Says Maureen: “Here is a modern tale of an inner-directed sorcerer and an outer-directed sorcerer’s apprentice … a tale of— THE CREATURE FROM CLEVELAND DEPTHS”

Science Fiction Audiobook - The Creature From Cleveland Depths by Fritz LeiberThe Creature From Cleveland Depths
By Fritz Leiber; Read by Maureen O’Brien.
8 MP3 Files – Approx. 1 Hour 32 Minutes [UNABRIDGED]
Podcaster: Maria Lectrix
Podcast: October 2008
Provider: Archive.org
Every time Gusterson dropped a new free idea into the fad-ridden mainstream world of underground cities and cozy crowds, it crystallized into something really strange, and things got out of hand.

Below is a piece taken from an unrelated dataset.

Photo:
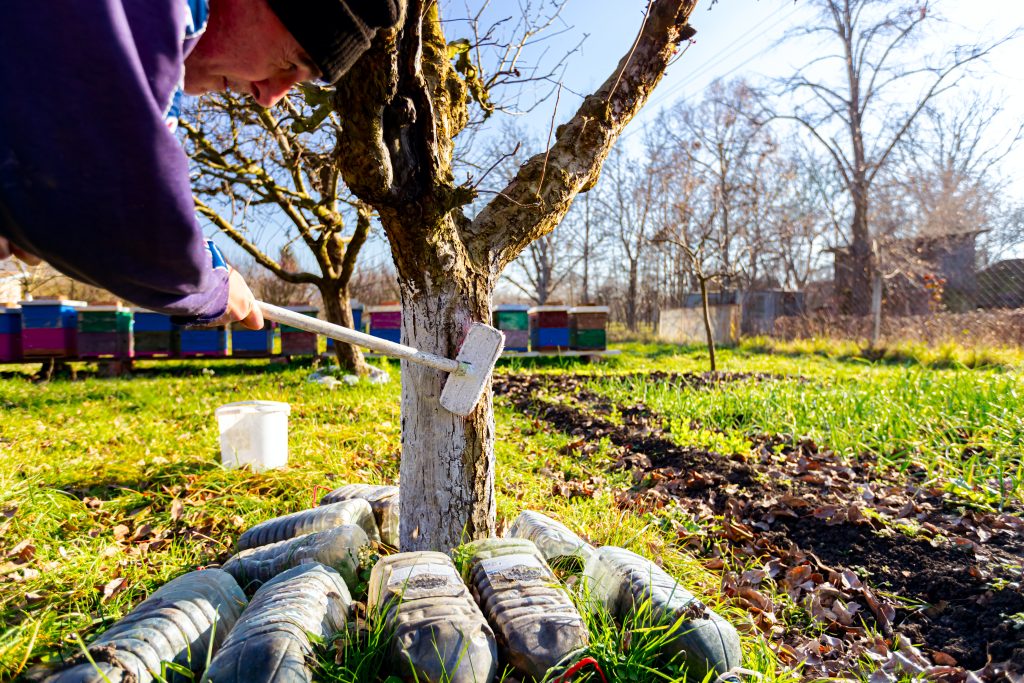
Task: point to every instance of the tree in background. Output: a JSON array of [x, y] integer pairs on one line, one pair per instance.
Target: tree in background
[[628, 200], [862, 113], [268, 287], [404, 103], [258, 166]]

So he shouldn’t have mentioned the reminder machine….
Part 1 |MP3| Part 2 |MP3| Part 3 |MP3| Part 4 |MP3|
Part 5 |MP3| Part 6 |MP3| Part 7 |MP3| Part 8 |MP3|

Posted by Jesse Willis

Marvel Comics podcast talks to Orson Scott Card about Ender’s Game comics

SFFaudio Online Audio

Marvel Comics - Ender’s Game Issue 1 of 5Marvel.com‘s podcast, the Mighty Marvel Podcast, recently talked to Orson Scott Card about the newly released Ender’s Game comic book miniseries.

Issue #1 of 5 is in comic stores now!

Senior Art Director Jeff Suter talked with card about the adaptation as well as Card’s writing of Ultimate Iron Man (a character Card had never even heard of before he got asked to write his ULTIMATE story).

Card calls the Ender’s Game comic book “a 16 hour miniseries” done for comics.

He also lets slip the title of the next Enderverse novel.

Have a listen |MP3|

Posted by Jesse Willis

Review of The Graveyard Book by Neil Gaiman

SFFaudio Review

The Graveyard Book by Neil GaimanThe Graveyard Book
By Neil Gaiman; Read by Neil Gaiman
Audible Download – Approx. 8 Hours[UNABRIDGED]
Publisher: Harper Audio
Published: 2008
Themes: / Fantasy / Ghosts / Childhood / Revenge / Parenting / Afterlife / Humor / YA /

In a few words: Not as disturbing as Coraline (which is… a bit) and every ounce as entertaining as I hoped.

Now, details: The Graveyard Book is Neil Gaiman’s latest YA novel. The story is about Nobody Owens, a young boy who starts the novel as a toddler that ends up in a graveyard late at night, all by himself. I’ll let Gaiman tell you how that happens, because the journey is all the fun here. Nobody Owens grows up, and Gaiman’s ghosts do all the parenting.

Again, Gaiman manages to be both sinister and funny at the same time, like he’s telling you the worst thing you’ve ever heard, but with a smile and a wink. Here’s the first lines of Chapter 1:

There was a hand in the darkness, and it held a knife. The knife had a handle of polished black gold, and a blade finer and sharper than any razor. If it sliced you, you may not even know you had been cut. Not immediately.

You’d think what follows would be a bit grisly, and I suppose it is, but it’s all so fantastic that I smiled through most of that chapter, with the sort of glow I get around Halloween. A pair of ghosts (the Owens’s) raising a live boy, that boy growing up and learning his letters off gravestones and his life’s philosophy from the perspective of dead but well-meaning people; well, it’s just a great idea, and it’s perfectly presented by Gaiman. My kids love it too. This is the kind of book that will be revisited in my house often. In addition, I’d say that if you have a Harry Potter fan on your Christmas list, this book might be just the right fit, and it has the added bonus of introducing him or her to the likes of Neil Gaiman, which in turn could open that fan up to the rest of the world of books as well.

Gaiman also narrates, and like I’ve said elsewhere, he’s one of the few authors I’ve heard that could make a comfortable living as an audiobook narrator. I can’t imagine this audiobook being read by someone else, and I’m very happy that it isn’t.

Edited to add the SFFaudio Essential, which was forgotten by the reviewer. He has been sacked.